June 17, 2024 at 07:52PM
Two consulting firms, Guidehouse and Nan McKay and Associates, agreed to pay a total of $11.3 million to settle allegations of cybersecurity failings in the rollout of COVID-19 assistance. The fines were split with Guidehouse paying $7.6 million and NMA $3.7 million. The firms failed to perform required cybersecurity testing, leading to a data breach in New York’s emergency rental assistance program.
From the meeting notes, it’s clear that both Guidehouse and Nan McKay and Associates have agreed to pay a total of $11.3 million to resolve allegations of cybersecurity failings over their roll-out of COVID-19 assistance. The breakdown of the fines includes Guidehouse agreeing to pay $7.6 million and NMA agreeing to pay $3.7 million.
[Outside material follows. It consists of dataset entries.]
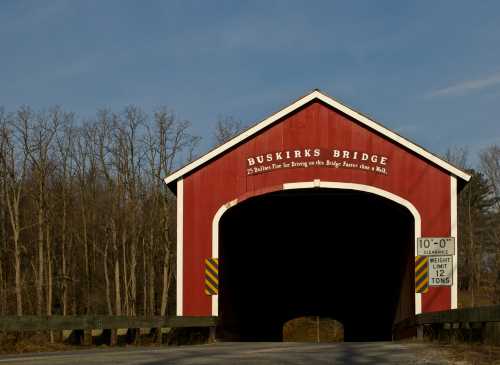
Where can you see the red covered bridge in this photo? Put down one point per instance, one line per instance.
(316, 210)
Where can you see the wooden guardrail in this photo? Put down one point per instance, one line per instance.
(466, 324)
(46, 323)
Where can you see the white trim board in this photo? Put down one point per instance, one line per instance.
(318, 95)
(180, 246)
(331, 185)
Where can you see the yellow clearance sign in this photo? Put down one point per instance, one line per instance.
(211, 276)
(421, 274)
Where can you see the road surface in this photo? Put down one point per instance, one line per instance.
(239, 354)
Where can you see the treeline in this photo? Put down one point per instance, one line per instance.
(479, 228)
(86, 222)
(87, 225)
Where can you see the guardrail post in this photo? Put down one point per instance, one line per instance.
(420, 332)
(211, 334)
(87, 337)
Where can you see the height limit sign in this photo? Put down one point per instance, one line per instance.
(439, 251)
(440, 270)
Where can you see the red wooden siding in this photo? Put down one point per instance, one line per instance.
(316, 125)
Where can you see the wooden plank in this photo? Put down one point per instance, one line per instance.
(44, 323)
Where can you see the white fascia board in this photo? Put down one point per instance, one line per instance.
(334, 104)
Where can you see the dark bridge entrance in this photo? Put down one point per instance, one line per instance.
(341, 254)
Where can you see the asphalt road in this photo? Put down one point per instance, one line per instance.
(239, 354)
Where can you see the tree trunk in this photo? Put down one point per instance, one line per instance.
(133, 278)
(166, 284)
(145, 281)
(126, 305)
(41, 262)
(118, 301)
(151, 278)
(106, 280)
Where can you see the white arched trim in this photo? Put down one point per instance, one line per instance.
(329, 185)
(215, 245)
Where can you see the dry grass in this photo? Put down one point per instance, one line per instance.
(16, 343)
(459, 354)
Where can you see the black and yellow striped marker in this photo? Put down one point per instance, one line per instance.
(211, 276)
(421, 274)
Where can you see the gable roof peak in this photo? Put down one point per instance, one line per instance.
(335, 104)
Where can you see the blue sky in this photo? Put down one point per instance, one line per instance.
(429, 70)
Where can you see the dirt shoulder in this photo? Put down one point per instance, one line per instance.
(475, 354)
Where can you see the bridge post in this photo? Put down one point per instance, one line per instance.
(420, 332)
(211, 334)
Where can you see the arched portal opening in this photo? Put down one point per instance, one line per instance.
(342, 254)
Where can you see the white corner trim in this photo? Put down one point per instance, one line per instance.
(334, 104)
(331, 185)
(180, 246)
(454, 233)
(215, 245)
Additionally, an ex-Guidehouse employee who blew the whistle on the affair received $1,949,250 as part of the settlements.
The firms were selected by New York to administer the state’s emergency rental assistance program (ERAP) established by Congress as part of the federal government’s COVID relief funding efforts. However, both firms failed to ensure proper cybersecurity testing of the ERAP application before deployment, leading to a breach and loss of sensitive information. As part of the settlements, both firms acknowledged that performing the contractually mandated security testing could have prevented the data loss.
Lastly, Guidehouse also admitted to using a third-party data cloud software program to store Personally Identifiable Information (PII) without obtaining the state’s approval, which was also in violation of its contract.
Overall, the meeting notes provide a detailed account of the allegations and settlements related to the cybersecurity failings of both consulting firms in their roll-out of COVID-19 assistance.